At the present time Kuwait is recovering from the war. The Al-Sabah's monopoly of government function has of late been questioned and there has been talk of modifying the local constitution. Out of all of the Persian Gulf monarchies, though, Kuwait is no doubt the most liberal, being the only one to have a democratic government (not fully, but it's still a big step), making it similar to Jordan and Morocco.

Demographically, Kuwait is diverse due to having more foreign expatriates than the native-born citizens. It once hosted the largest Palestinian community outside of the Levant, though most of them have been expelled for their collaboration with Iraq in bringing down the Kuwaiti regime during the Gulf War.

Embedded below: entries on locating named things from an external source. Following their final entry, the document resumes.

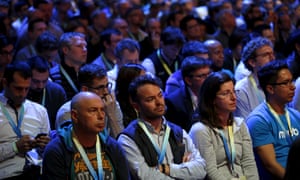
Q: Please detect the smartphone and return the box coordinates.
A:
[35,133,47,139]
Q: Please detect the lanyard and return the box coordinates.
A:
[59,65,78,93]
[29,44,37,56]
[266,103,293,144]
[72,132,103,180]
[101,53,113,70]
[138,120,170,164]
[218,123,237,176]
[42,88,46,106]
[249,74,264,103]
[156,50,178,76]
[0,102,24,138]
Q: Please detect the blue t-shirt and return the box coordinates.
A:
[247,102,300,177]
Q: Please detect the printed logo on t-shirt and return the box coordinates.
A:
[74,147,116,180]
[278,128,299,139]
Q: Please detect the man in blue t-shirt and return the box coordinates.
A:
[247,61,300,179]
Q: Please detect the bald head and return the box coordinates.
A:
[71,91,105,135]
[71,91,102,110]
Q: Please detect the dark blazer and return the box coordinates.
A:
[165,86,194,132]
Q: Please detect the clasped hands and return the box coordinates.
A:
[16,134,50,154]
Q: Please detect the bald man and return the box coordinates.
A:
[43,92,130,179]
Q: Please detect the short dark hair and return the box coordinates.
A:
[34,31,58,53]
[257,60,288,97]
[181,41,208,58]
[128,74,162,102]
[180,56,211,78]
[160,26,185,45]
[241,37,272,72]
[28,18,47,31]
[27,56,49,73]
[179,14,206,31]
[100,28,122,50]
[198,71,234,128]
[115,38,140,59]
[78,64,107,87]
[3,62,32,85]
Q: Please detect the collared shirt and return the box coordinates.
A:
[0,94,50,179]
[118,119,206,179]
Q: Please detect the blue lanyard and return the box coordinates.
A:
[72,131,103,180]
[266,102,293,145]
[138,120,170,164]
[218,123,237,177]
[59,65,78,93]
[42,88,46,107]
[0,102,24,138]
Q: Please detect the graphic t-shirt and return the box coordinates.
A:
[73,147,116,180]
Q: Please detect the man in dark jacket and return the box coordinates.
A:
[43,92,130,180]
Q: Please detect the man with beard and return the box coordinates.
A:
[50,32,87,100]
[118,75,206,179]
[0,63,50,179]
[55,64,124,138]
[246,60,300,179]
[27,56,67,129]
[42,92,130,180]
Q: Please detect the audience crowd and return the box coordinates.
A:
[0,0,300,180]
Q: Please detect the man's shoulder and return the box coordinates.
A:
[24,99,47,111]
[46,81,66,94]
[234,76,250,90]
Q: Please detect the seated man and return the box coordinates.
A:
[166,56,211,132]
[55,64,124,138]
[247,60,300,179]
[0,63,50,179]
[43,92,130,180]
[234,37,275,119]
[27,56,67,129]
[118,75,206,179]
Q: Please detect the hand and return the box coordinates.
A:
[35,134,51,149]
[182,153,192,162]
[16,135,36,154]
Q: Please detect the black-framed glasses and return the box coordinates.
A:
[216,91,235,98]
[0,50,15,56]
[255,52,274,58]
[88,82,112,91]
[270,80,294,86]
[190,72,212,79]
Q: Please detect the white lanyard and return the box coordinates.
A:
[267,103,293,137]
[72,132,103,180]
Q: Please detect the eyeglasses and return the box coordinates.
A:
[217,91,235,99]
[190,72,211,79]
[270,80,294,86]
[88,82,112,91]
[0,51,14,57]
[255,52,274,58]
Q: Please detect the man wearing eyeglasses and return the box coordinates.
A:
[0,35,14,91]
[247,60,300,179]
[27,56,67,129]
[234,37,275,119]
[55,64,124,138]
[165,56,211,132]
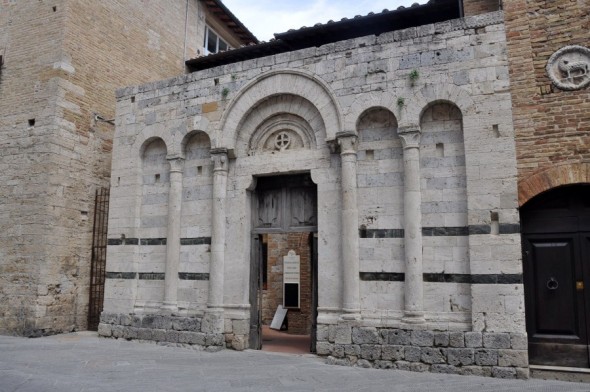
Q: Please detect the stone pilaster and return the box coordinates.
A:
[398,126,424,324]
[337,132,360,319]
[163,157,184,312]
[207,149,229,312]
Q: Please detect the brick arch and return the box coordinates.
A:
[518,162,590,206]
[217,70,343,149]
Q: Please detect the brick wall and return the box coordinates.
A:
[504,0,590,204]
[463,0,502,16]
[262,233,311,335]
[0,0,225,335]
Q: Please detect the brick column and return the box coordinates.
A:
[336,132,360,319]
[398,126,424,324]
[162,157,184,312]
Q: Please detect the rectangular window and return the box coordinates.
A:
[203,26,231,54]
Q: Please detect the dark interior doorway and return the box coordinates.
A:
[250,174,317,353]
[520,184,590,368]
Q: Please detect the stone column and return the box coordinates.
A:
[162,157,184,312]
[207,149,228,311]
[336,132,360,319]
[398,126,424,324]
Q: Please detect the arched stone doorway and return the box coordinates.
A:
[520,184,590,368]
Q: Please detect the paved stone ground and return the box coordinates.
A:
[0,332,590,392]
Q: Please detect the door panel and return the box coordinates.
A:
[249,234,262,350]
[521,185,590,368]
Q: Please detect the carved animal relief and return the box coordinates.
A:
[546,45,590,90]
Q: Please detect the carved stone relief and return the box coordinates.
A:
[249,115,314,155]
[546,45,590,90]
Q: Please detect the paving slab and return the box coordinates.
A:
[0,332,590,392]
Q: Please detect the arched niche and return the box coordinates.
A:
[216,70,342,149]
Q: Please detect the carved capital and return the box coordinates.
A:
[336,132,358,155]
[168,157,184,173]
[211,148,229,172]
[397,125,422,149]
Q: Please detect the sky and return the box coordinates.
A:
[223,0,426,41]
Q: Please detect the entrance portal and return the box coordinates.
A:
[250,174,317,352]
[521,185,590,368]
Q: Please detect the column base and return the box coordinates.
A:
[402,311,426,324]
[340,309,362,321]
[160,301,178,314]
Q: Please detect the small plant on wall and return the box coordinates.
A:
[221,87,229,100]
[408,69,420,86]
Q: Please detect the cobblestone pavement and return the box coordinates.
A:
[0,332,590,392]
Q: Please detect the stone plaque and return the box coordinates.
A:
[283,250,301,284]
[546,45,590,90]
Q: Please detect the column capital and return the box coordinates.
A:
[166,156,184,173]
[211,148,229,172]
[397,125,422,149]
[336,132,358,155]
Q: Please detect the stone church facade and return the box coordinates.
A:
[0,0,257,336]
[99,0,529,377]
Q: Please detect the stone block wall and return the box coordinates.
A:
[0,0,214,336]
[105,12,527,377]
[504,0,590,204]
[317,324,529,378]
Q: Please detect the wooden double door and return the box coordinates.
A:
[521,185,590,368]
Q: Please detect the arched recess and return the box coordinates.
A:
[520,183,590,368]
[140,137,170,238]
[518,162,590,206]
[235,94,326,157]
[354,106,405,314]
[420,100,471,317]
[178,131,213,309]
[215,70,342,149]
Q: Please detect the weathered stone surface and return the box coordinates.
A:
[411,331,434,347]
[361,344,381,360]
[434,332,449,347]
[492,366,516,378]
[388,329,411,346]
[421,347,447,364]
[430,364,460,374]
[344,344,361,357]
[498,350,529,368]
[404,346,422,362]
[449,332,465,347]
[334,325,354,344]
[447,348,475,366]
[332,343,345,358]
[381,344,404,361]
[475,349,498,366]
[483,333,510,348]
[510,333,528,350]
[316,342,334,355]
[465,332,483,348]
[352,327,380,344]
[98,323,112,337]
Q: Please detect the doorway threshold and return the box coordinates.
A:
[261,325,311,354]
[529,365,590,383]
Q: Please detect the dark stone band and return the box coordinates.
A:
[178,272,209,280]
[359,272,523,284]
[107,237,211,246]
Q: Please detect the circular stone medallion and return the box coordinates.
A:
[545,45,590,90]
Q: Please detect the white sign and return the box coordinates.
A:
[283,250,301,283]
[270,305,289,331]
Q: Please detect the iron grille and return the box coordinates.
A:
[88,188,109,331]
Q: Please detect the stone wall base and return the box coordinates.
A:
[98,313,226,351]
[317,324,529,379]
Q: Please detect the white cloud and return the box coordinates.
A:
[223,0,425,41]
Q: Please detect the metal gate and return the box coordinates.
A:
[88,188,109,331]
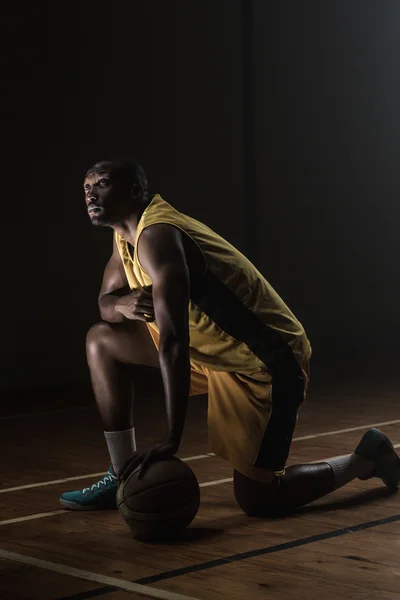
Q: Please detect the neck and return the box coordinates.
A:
[113,202,149,241]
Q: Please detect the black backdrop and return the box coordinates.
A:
[7,0,400,388]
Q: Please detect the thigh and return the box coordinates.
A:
[208,371,274,483]
[147,325,208,396]
[208,371,307,483]
[86,321,160,368]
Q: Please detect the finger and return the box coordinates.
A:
[135,304,154,314]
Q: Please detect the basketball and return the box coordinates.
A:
[117,457,200,541]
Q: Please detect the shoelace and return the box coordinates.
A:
[83,473,117,496]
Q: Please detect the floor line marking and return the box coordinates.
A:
[0,404,96,422]
[0,444,400,526]
[0,549,197,600]
[134,514,400,584]
[0,419,400,494]
[0,510,65,525]
[32,514,400,600]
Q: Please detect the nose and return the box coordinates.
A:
[86,190,98,206]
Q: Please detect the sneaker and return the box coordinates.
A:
[354,429,400,489]
[60,467,118,510]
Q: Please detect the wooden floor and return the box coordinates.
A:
[0,366,400,600]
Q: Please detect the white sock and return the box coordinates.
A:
[324,452,375,490]
[104,427,136,475]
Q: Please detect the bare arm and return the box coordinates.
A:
[137,224,190,451]
[99,237,131,323]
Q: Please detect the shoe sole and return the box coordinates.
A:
[354,428,400,489]
[60,499,118,510]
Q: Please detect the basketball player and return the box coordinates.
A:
[61,159,400,516]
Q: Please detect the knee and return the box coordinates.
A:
[86,321,113,357]
[233,471,282,517]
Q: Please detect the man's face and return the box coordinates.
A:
[83,167,133,227]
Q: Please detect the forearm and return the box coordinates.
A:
[99,287,131,323]
[159,338,190,446]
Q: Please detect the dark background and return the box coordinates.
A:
[6,0,400,390]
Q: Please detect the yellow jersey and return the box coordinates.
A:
[115,194,311,374]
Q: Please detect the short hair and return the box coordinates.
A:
[86,158,148,197]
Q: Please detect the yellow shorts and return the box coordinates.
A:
[149,327,309,482]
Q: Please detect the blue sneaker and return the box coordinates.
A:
[354,428,400,489]
[60,467,118,510]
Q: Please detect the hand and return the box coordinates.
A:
[118,441,179,481]
[115,286,154,323]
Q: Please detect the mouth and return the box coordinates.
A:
[88,204,101,215]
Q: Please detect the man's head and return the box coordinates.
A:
[83,158,148,227]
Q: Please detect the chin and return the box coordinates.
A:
[90,215,113,227]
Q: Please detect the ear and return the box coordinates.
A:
[131,182,144,199]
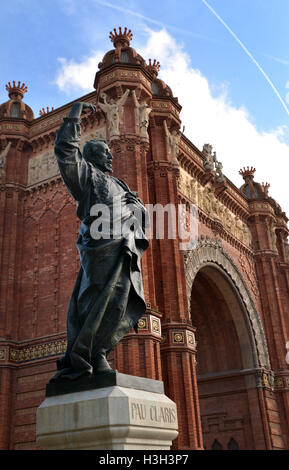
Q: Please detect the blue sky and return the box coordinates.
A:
[0,0,289,215]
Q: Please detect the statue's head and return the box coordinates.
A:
[83,139,113,173]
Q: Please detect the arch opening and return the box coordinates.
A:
[190,262,258,449]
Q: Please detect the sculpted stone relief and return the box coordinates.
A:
[178,168,252,246]
[27,150,59,186]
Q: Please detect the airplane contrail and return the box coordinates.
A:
[202,0,289,116]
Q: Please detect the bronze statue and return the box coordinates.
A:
[51,102,148,382]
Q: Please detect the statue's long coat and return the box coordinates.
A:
[54,118,148,379]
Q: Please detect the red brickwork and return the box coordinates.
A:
[0,31,289,449]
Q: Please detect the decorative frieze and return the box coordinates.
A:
[9,339,67,363]
[161,324,197,351]
[178,168,252,247]
[138,313,162,338]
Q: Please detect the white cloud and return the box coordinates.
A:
[55,51,104,94]
[56,29,289,216]
[137,30,289,216]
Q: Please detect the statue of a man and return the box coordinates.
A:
[132,90,152,139]
[51,102,148,382]
[98,89,129,137]
[164,121,181,164]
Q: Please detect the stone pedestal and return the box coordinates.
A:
[36,371,178,450]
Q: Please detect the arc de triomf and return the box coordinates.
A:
[0,28,289,450]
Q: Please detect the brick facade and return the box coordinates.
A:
[0,32,289,449]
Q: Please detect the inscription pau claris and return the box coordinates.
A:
[130,402,177,424]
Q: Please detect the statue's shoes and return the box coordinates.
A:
[93,353,114,374]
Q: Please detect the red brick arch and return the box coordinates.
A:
[185,238,271,370]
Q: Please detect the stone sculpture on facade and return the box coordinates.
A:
[203,144,215,171]
[132,90,152,140]
[214,156,226,183]
[98,89,129,137]
[51,102,148,382]
[164,121,181,165]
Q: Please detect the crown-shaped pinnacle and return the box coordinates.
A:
[262,183,270,196]
[109,26,133,48]
[239,166,256,181]
[39,106,54,116]
[147,59,161,77]
[5,80,28,99]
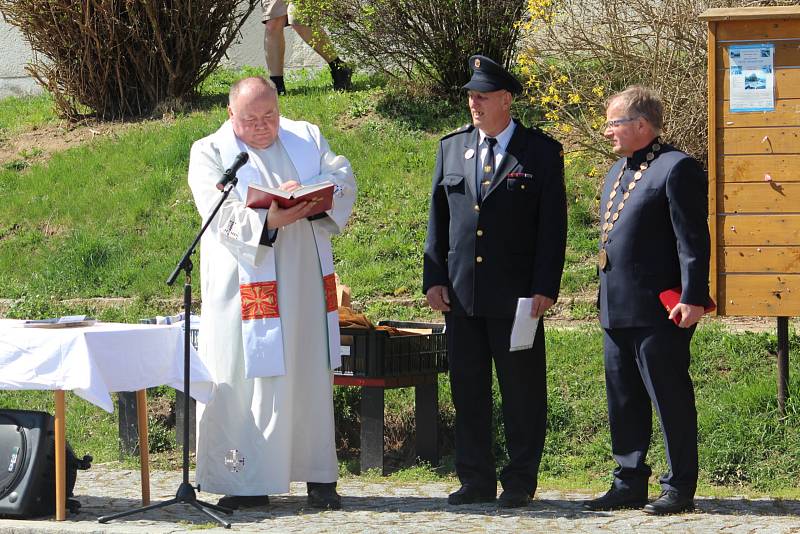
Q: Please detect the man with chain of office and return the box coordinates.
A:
[585,86,710,514]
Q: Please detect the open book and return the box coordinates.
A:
[246,182,334,215]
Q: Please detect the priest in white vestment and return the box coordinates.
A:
[189,77,356,509]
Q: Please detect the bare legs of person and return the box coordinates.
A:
[264,15,353,95]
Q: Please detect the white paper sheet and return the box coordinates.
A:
[508,297,539,351]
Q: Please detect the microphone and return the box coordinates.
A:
[217,152,250,191]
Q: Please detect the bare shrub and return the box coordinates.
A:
[296,0,526,93]
[0,0,258,120]
[520,0,795,166]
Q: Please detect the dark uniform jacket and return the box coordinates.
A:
[423,122,567,317]
[599,145,710,328]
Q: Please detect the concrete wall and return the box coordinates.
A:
[0,8,325,98]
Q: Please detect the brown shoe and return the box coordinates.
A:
[217,495,269,510]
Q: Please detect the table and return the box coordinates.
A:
[0,319,213,521]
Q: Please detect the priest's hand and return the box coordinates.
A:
[278,180,300,193]
[267,198,317,230]
[425,286,450,311]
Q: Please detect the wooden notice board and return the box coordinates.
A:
[700,6,800,317]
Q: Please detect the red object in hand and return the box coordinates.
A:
[658,286,717,325]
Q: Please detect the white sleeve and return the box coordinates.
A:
[189,138,267,265]
[303,134,356,234]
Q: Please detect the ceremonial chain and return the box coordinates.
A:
[597,139,661,271]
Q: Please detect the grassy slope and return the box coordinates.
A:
[0,71,800,494]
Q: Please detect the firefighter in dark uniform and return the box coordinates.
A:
[585,86,710,514]
[423,56,567,508]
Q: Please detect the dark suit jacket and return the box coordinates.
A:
[599,141,710,328]
[423,123,567,317]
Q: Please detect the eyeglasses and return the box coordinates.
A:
[603,116,639,130]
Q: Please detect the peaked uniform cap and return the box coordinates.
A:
[464,55,522,95]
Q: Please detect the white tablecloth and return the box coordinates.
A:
[0,319,213,412]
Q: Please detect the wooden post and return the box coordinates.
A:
[778,317,789,415]
[359,386,384,474]
[55,389,67,521]
[117,391,139,460]
[136,389,150,506]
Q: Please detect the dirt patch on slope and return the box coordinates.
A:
[0,121,148,169]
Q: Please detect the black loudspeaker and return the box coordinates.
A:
[0,410,55,517]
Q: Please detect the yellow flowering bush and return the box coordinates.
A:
[518,0,794,162]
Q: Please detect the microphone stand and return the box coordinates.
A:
[97,178,239,528]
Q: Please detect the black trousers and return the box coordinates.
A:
[445,314,547,495]
[603,322,698,497]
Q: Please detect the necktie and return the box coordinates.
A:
[478,137,497,200]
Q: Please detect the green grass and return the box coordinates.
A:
[0,69,594,319]
[0,69,800,496]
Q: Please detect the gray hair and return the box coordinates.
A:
[606,85,664,134]
[228,76,278,106]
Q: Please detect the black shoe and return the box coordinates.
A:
[217,495,269,510]
[497,489,531,508]
[583,487,647,511]
[331,63,353,91]
[644,490,694,515]
[447,484,497,506]
[306,482,342,510]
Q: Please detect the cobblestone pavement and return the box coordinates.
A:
[0,465,800,534]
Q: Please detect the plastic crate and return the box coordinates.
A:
[334,321,447,378]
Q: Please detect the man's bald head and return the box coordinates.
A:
[228,76,278,106]
[228,76,280,148]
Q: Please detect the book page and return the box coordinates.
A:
[508,297,539,352]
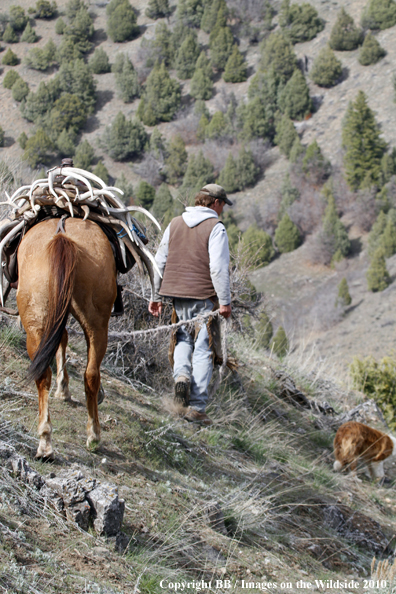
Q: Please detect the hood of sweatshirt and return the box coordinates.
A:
[182,206,219,229]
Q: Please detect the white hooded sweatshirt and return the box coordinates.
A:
[151,206,231,305]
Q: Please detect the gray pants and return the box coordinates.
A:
[173,298,213,412]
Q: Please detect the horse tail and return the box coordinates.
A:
[27,233,78,380]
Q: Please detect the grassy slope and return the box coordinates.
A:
[0,325,396,594]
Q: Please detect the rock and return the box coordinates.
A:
[107,532,131,555]
[46,469,96,507]
[40,485,65,512]
[323,505,388,554]
[87,483,125,536]
[66,501,91,530]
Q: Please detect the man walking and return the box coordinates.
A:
[149,184,232,425]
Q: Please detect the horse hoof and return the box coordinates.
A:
[87,438,99,452]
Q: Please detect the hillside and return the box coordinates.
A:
[0,308,396,594]
[0,0,396,594]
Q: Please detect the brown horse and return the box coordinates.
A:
[17,218,117,459]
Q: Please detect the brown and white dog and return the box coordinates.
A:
[334,421,396,480]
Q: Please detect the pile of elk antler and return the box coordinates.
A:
[0,166,161,305]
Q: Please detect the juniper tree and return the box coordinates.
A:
[175,31,200,80]
[255,311,274,349]
[278,68,312,120]
[261,31,297,82]
[3,70,21,89]
[89,47,111,74]
[275,115,298,157]
[358,31,386,66]
[22,128,53,169]
[201,0,228,33]
[165,134,187,185]
[278,173,300,220]
[106,0,140,43]
[329,8,363,52]
[196,114,209,142]
[55,37,83,65]
[138,62,181,126]
[12,78,29,103]
[190,51,213,101]
[242,225,275,268]
[311,46,342,88]
[176,0,204,28]
[115,54,140,103]
[102,112,148,161]
[209,24,234,70]
[279,0,324,43]
[182,150,214,192]
[55,17,67,35]
[2,23,19,43]
[367,210,387,257]
[21,22,38,43]
[73,140,95,171]
[361,0,396,29]
[25,39,57,70]
[223,43,247,83]
[270,326,289,359]
[342,91,387,190]
[319,193,351,264]
[335,276,352,307]
[152,183,173,221]
[275,213,301,254]
[10,5,29,31]
[205,111,227,140]
[150,127,165,159]
[63,4,94,53]
[56,128,77,158]
[1,47,19,66]
[302,140,331,184]
[135,181,155,210]
[57,60,96,114]
[18,132,28,151]
[366,247,391,293]
[146,0,172,19]
[28,0,57,19]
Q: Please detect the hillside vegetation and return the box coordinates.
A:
[0,0,396,594]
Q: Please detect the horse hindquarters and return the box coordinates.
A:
[17,225,77,459]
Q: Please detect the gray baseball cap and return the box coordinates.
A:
[201,184,232,206]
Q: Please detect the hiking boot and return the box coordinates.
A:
[175,375,190,406]
[183,408,213,427]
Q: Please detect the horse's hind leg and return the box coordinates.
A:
[84,325,107,447]
[55,330,71,400]
[26,332,54,460]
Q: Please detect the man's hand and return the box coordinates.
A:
[149,301,162,318]
[219,305,231,319]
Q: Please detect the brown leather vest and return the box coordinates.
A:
[159,216,222,299]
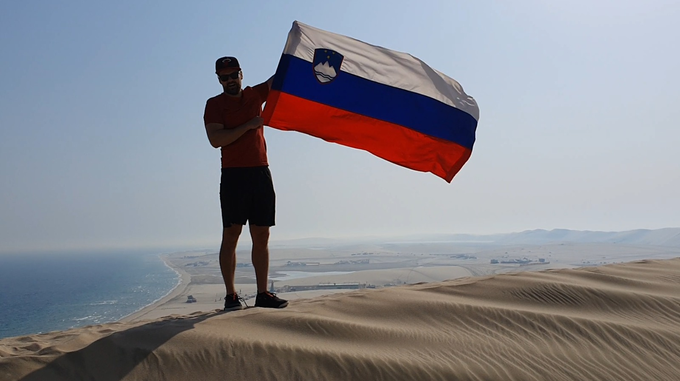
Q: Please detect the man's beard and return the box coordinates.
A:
[224,85,241,95]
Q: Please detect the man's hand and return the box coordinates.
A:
[248,116,264,130]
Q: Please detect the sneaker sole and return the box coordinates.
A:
[255,302,288,308]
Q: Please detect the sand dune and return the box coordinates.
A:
[0,259,680,381]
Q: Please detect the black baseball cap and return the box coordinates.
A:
[215,57,241,73]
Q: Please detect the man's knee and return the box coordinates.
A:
[250,225,269,245]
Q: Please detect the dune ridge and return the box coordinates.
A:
[0,258,680,381]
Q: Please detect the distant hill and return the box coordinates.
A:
[275,228,680,247]
[480,228,680,247]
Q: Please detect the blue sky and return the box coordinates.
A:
[0,0,680,252]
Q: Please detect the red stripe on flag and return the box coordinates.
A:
[262,90,472,182]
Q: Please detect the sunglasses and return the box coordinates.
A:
[219,71,241,82]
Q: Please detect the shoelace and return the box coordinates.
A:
[238,295,250,308]
[263,291,276,299]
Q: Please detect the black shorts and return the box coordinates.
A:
[220,166,276,228]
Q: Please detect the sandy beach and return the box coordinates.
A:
[0,251,680,381]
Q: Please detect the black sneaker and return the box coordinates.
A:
[255,291,288,308]
[224,293,243,311]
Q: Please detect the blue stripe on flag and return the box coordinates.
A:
[272,54,477,149]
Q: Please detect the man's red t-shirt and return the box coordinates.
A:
[203,82,269,168]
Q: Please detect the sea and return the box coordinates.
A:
[0,250,180,339]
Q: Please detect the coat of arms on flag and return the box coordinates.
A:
[312,48,344,84]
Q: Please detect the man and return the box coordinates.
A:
[203,57,288,311]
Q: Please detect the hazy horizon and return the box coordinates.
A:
[0,0,680,253]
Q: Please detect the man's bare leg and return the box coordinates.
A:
[250,225,269,293]
[220,224,243,295]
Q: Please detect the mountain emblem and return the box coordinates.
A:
[312,48,345,84]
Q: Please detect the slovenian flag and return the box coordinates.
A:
[263,21,479,182]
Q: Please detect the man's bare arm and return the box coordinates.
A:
[205,116,263,148]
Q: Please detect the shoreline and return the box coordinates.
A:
[118,254,191,323]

Oh, and its currency currently has the highest value in the world (1 KWD = US$3.29).

The Kuwaiti flag
Like other Arabic Middle Eastern flags, this one uses all four Pan-Arab colors — the green, white and red horizontal stripes symbolize the land, the Kuwaitis' actions, and the blood of fallen enemies, respectively, while the black truncated triangle on the hoist side commemorates the country's battles.